第3章 . 沖喜 都只是傳聞,莫怕莫怕

“都給我住手。”

河東獅吼過後,幾名身強體壯的仆從上前,一層層将圍打的衆人強行分開。

衆人反應過來,忙慌張讓開,肅手而立,紛紛叫道:“夫人。”

最中間的明雪終得解脫,她頭皮劇痛,頭昏腦漲,一時分不清東西南北,險些站不穩,一侍女忙扶住她。

“母親!嗚嗚嗚嗚!”

明朗被一仆從抓住,推到一旁。安嬷嬷從地上爬起,跑到她身旁,緊張查看,嘴裏不住道:“哎喲我的姑娘,可沒事吧。”

明朗胸膛急促喘息,拳頭依舊緊緊攥着,眼睛因劇烈的運動而越發清亮,瞳孔微微收縮,望向明夫人。

初次見面的印象太過深刻,以至過後明朗每次見到明夫人,便覺一陣寒意,仿佛那日的大雪與狂風一直未曾停下。

明夫人圓臉盤,大濃眉,剛吃過飯,面色紅潤,被人扶着,站在廊上,她身材豐腴,身着厚襖,頭上幾支金釵金光閃閃,那麽一站,彷如一座珠光寶氣的小山。

此刻院中衆人皆氣喘籲籲,衣容不整,朱釵配飾手巾之類掉了一地,一片狼藉。

明夫人居高臨下,目光掃過衆人,在明朗身上一頓,眼中閃過厭惡,卻很快隐去,喝道:“都給我進來。
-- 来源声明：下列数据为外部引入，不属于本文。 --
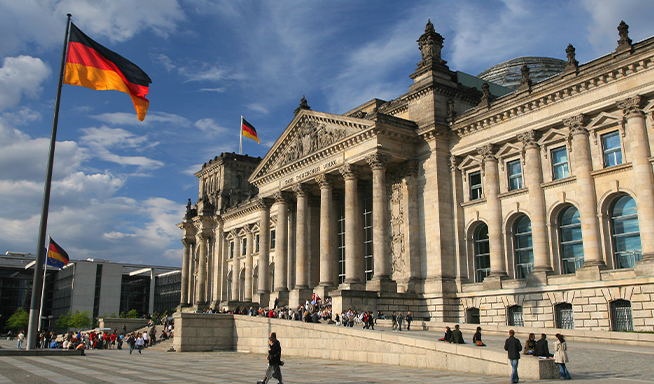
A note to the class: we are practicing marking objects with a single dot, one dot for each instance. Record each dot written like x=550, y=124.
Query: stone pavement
x=590, y=363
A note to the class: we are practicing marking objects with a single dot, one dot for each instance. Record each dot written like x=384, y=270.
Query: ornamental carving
x=630, y=107
x=377, y=161
x=349, y=171
x=528, y=139
x=309, y=137
x=576, y=124
x=487, y=152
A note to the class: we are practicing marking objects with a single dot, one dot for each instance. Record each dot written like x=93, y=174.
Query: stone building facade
x=535, y=208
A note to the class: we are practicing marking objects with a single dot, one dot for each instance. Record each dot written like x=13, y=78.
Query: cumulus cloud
x=20, y=76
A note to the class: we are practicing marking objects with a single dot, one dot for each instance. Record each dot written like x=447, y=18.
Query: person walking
x=513, y=347
x=21, y=338
x=561, y=356
x=274, y=360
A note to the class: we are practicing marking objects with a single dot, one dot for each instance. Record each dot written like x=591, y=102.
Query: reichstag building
x=526, y=203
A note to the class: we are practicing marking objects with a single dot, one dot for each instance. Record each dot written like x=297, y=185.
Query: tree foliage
x=19, y=320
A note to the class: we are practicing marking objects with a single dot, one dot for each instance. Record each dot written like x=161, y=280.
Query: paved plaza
x=590, y=363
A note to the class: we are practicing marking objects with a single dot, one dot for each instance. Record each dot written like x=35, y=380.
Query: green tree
x=63, y=321
x=19, y=320
x=80, y=320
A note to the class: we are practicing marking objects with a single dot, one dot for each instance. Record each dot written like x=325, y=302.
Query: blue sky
x=121, y=185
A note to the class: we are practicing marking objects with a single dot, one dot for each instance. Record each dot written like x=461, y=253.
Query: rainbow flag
x=56, y=256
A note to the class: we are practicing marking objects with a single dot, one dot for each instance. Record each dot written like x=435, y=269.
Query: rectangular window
x=560, y=163
x=474, y=180
x=611, y=148
x=515, y=175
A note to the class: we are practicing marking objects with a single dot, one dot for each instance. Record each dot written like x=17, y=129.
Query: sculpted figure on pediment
x=310, y=137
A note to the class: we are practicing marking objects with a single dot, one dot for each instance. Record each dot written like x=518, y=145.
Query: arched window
x=523, y=247
x=472, y=315
x=621, y=320
x=564, y=316
x=482, y=253
x=570, y=240
x=626, y=234
x=514, y=316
”

廳堂內燒着一只大炭盆,熱氣逼人。明朗一進去,便不由自主打了個冷顫。

衆人皆已站定,這時都慢慢清醒過來,再看明朗,更覺詫異,誰也不想這平日裏在府中沉默寡言,幾乎毫無存在感的小庶女三姑娘竟會反抗,竟敢與大姑娘二姑娘打起來,竟還将大姑娘打的狼狽不堪,簡直不可思議。

當然,事後責罰定是免不了的。

明雪立于明夫人身旁,捂着頭,嗚嗚咽咽,“母親,你看我的頭!要禿了!你要為我做主……我,我要把她的頭發一根根的拔下來!”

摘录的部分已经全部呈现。